If your maintenance strategy includes getting more life out of your lubricants while ensuring equipment reliability, then optimizing, not merely extending, your oil drain intervals should be your focus.
The term “optimize“ is preferred over “extend“ when discussing drain intervals. While it may be possible to extend drain intervals, doing so without proper insights and data can compromise lubricant health and equipment performance and shorten equipment life.
Define Your Objective
To safely optimize your oil drains and get more out of the lubricants, start by defining what success looks like whether it’s increasing runtime hours, mileage, or reducing lubricant consumption without increasing risk.
Before changing drain intervals, rule out contamination – filtration and clean oil often determine success more than the lubricant itself.
If you’ve tried to optimize intervals in the past and efforts fell short, you may want to investigate environmental contaminants like dirt, rather than the lubricant’s performance. In this scenario, to safely optimize intervals, you will need to look at your contamination control practices. Are you using the correct filter? Is there better filtration available? Are you starting with clean oil? Before modifying drain intervals, evaluate these contamination control strategies to ensure they aren’t the limiting factor.
Use Oil Analysis to Guide Decisions
Oil analysis laboratories can help you achieve your goal of optimizing drain intervals through established Key Performance Indicators (KPI’s) measured through testing.

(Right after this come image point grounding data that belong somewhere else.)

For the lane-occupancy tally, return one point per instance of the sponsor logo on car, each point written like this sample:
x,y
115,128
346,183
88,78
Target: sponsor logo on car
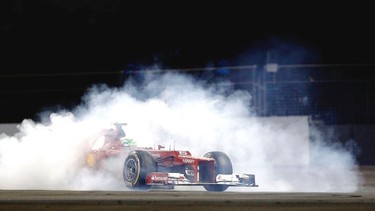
x,y
186,160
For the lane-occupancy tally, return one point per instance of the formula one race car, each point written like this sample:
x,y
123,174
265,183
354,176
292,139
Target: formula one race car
x,y
147,167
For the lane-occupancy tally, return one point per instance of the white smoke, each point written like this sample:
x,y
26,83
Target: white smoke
x,y
178,112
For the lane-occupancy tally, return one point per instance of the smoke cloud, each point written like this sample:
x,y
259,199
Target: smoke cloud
x,y
179,112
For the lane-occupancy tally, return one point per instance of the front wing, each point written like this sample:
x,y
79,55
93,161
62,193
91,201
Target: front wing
x,y
172,179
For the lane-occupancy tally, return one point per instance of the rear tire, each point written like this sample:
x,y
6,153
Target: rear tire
x,y
137,166
223,165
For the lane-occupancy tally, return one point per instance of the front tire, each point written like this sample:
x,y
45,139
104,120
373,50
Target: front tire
x,y
223,165
136,167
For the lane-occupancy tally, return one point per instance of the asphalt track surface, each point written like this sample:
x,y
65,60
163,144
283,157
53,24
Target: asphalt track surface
x,y
362,199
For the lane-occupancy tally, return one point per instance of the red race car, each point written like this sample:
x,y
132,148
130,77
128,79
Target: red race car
x,y
147,167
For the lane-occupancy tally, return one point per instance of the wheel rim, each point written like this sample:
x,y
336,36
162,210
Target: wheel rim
x,y
131,169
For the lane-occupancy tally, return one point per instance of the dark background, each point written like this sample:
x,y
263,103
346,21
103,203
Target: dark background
x,y
53,50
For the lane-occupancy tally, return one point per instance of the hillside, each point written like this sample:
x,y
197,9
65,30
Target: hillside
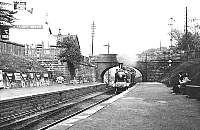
x,y
191,67
19,64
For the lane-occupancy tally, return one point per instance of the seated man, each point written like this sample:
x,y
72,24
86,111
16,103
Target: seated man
x,y
184,79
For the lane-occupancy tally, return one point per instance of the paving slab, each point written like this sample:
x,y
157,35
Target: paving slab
x,y
6,94
146,106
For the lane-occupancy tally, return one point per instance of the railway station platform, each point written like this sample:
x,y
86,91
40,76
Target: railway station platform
x,y
6,94
146,106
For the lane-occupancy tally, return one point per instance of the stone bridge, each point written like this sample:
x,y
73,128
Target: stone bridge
x,y
103,63
152,70
155,70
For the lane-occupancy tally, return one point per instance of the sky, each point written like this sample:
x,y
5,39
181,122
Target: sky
x,y
129,26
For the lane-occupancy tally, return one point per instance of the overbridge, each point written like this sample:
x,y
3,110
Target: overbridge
x,y
103,63
152,70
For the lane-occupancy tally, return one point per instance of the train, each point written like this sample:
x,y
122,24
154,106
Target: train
x,y
124,78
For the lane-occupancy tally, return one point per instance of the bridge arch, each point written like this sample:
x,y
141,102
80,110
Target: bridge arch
x,y
103,63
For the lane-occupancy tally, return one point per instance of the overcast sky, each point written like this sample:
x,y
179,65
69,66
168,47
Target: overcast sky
x,y
130,26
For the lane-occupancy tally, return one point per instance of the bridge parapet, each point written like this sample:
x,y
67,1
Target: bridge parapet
x,y
105,58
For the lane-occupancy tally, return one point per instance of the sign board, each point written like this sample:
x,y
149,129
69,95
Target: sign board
x,y
46,75
19,5
17,76
24,76
10,76
28,26
32,75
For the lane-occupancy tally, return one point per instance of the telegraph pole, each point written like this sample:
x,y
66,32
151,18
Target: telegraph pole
x,y
93,27
108,45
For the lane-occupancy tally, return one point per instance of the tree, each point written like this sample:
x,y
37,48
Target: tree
x,y
185,42
6,16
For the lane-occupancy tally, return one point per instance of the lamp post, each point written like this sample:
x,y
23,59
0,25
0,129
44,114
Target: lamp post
x,y
108,45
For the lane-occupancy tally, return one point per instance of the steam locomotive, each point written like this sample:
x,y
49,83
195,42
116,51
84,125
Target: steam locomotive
x,y
124,78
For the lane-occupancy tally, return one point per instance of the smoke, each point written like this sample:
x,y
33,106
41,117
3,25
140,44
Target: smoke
x,y
127,60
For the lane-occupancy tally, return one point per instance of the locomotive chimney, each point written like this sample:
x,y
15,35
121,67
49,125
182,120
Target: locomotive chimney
x,y
120,65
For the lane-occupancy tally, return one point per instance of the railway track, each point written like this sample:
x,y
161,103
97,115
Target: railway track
x,y
49,117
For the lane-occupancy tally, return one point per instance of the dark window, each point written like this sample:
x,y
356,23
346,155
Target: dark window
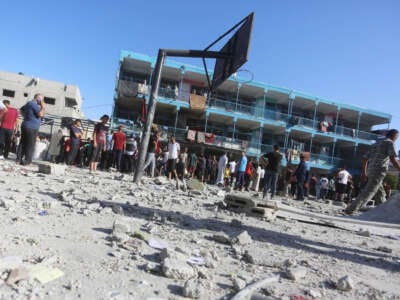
x,y
8,93
48,100
70,102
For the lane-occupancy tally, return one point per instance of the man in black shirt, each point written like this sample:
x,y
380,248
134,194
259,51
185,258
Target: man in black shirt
x,y
271,162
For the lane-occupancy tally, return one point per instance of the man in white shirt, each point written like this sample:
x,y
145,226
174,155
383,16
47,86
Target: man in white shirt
x,y
343,177
324,185
232,170
173,153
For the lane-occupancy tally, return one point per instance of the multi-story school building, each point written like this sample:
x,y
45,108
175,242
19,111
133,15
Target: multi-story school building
x,y
243,116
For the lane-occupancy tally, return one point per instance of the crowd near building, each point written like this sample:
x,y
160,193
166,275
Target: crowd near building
x,y
246,135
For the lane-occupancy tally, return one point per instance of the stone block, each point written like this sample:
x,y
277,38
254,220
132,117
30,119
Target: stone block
x,y
296,273
194,184
177,269
242,239
192,289
345,284
53,169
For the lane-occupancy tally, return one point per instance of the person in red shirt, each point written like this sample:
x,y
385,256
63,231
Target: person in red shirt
x,y
248,174
9,124
119,139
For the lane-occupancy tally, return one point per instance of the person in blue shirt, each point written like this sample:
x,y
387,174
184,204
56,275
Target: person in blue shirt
x,y
32,111
242,163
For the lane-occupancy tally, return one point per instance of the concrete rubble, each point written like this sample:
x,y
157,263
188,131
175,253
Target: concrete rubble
x,y
70,234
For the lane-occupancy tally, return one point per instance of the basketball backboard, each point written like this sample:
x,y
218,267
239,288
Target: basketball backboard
x,y
238,47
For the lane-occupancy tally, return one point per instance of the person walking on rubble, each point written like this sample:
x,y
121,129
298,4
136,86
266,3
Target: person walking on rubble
x,y
375,166
99,142
8,126
75,136
223,161
272,162
32,111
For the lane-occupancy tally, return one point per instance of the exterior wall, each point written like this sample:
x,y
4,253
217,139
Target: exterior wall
x,y
25,87
290,118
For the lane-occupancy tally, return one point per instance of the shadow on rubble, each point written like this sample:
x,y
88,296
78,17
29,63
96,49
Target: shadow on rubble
x,y
186,222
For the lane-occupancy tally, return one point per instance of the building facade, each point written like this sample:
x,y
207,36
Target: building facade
x,y
244,116
62,100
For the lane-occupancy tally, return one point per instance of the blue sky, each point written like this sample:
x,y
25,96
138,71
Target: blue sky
x,y
347,51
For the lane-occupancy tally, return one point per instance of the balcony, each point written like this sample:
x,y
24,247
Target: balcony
x,y
351,133
250,111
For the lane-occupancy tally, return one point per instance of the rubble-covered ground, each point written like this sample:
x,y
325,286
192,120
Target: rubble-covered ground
x,y
100,236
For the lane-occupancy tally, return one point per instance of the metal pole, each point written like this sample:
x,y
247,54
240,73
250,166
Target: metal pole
x,y
237,95
233,132
260,138
315,113
358,123
176,118
337,118
150,115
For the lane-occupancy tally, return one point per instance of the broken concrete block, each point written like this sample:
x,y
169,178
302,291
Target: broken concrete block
x,y
121,230
345,284
238,284
384,249
239,201
172,254
17,275
194,184
242,239
177,269
296,273
365,233
192,289
10,262
222,238
53,169
160,180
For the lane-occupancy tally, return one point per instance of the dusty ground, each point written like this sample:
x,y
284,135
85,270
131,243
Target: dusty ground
x,y
66,223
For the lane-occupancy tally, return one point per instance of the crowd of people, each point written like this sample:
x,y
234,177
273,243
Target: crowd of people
x,y
108,149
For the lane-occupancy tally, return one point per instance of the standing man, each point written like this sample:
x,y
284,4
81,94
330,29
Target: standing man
x,y
131,152
223,160
99,142
9,125
75,135
374,168
173,154
242,164
32,111
151,150
119,139
324,187
232,169
272,163
343,178
301,177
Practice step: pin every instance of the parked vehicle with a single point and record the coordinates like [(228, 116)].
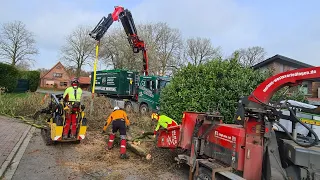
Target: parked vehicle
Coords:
[(127, 89)]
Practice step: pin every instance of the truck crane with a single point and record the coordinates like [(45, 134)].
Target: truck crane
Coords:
[(128, 24), (125, 88), (250, 149)]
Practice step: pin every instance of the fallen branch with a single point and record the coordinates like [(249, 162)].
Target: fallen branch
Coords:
[(138, 150), (145, 134)]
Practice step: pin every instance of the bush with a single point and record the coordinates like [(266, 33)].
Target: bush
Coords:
[(218, 84), (33, 77), (9, 77)]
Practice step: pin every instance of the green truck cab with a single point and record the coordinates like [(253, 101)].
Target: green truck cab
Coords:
[(127, 89)]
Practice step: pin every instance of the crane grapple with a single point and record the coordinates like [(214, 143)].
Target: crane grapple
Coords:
[(125, 16)]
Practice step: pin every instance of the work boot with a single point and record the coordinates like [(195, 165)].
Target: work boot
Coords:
[(72, 136), (124, 156)]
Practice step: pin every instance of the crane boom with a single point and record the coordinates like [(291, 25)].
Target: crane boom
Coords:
[(125, 16)]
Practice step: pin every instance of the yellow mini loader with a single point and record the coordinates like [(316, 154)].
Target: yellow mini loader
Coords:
[(52, 133)]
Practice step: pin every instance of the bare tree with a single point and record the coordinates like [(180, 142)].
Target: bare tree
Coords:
[(162, 42), (199, 50), (17, 44), (169, 46), (251, 56), (79, 48)]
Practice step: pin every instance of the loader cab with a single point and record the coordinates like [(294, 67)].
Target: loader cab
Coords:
[(149, 92)]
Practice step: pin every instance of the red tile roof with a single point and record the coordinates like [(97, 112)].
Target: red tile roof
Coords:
[(83, 80)]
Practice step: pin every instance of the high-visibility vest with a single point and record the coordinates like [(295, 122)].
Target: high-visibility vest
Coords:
[(74, 94)]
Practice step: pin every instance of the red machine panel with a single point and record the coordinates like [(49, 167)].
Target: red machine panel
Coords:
[(226, 143), (187, 127)]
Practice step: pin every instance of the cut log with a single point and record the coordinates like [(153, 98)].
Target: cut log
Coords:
[(143, 135), (138, 150)]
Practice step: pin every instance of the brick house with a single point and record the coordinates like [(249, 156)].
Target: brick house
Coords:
[(56, 76), (84, 82), (279, 63)]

Results from laboratory testing can indicate the amount and levels of acid, oxidation, nitration, and the oil’s viscosity. These parameters are benchmarked against Original Equipment Manufacturer (OEM) and lubricant manufacturer guidelines. As long as they fall within acceptable limits and trending supports stability, it may be safe to extend lubricant use.
Real-World Scenarios
In one scenario, a customer in the dredging industry had a goal to optimize drains for a hydraulic power unit. Oil analysis flagged results for Acid Number at the lowest severity, 1 (Figure 1). After a few trending samples of low-severity results, the laboratory confirmed the customer was able to extend the drain interval by 500 additional hours.
Figure 1
On the other hand, oil analysis can indicate when it is not safe to extend drains, too. In this example, a mining customer received a sample report where both Base Number and Oxidation were flagged high on the severity scale (Figure 2) and outside of the acceptable limits; therefore, it is not safe or recommended to continue to use the lubricant.
Lean on Your Laboratory
All in all, it is possible to optimize lubricant drain intervals to get more use out of the lubricants on hand. Work closely with your oil analysis laboratory; they can interpret results, monitor trends, and help set safe, data-driven optimization strategies. One-off test results are useful, but trend data over time is essential to optimize drain intervals without risk confidently.
Optimizing lubricant drain intervals can reduce costs, extend oil life, and improve reliability. However, success depends on careful planning and data-based decision-making through oil analysis. Partnering with your laboratory experts ensures changes are made with reliability in mind.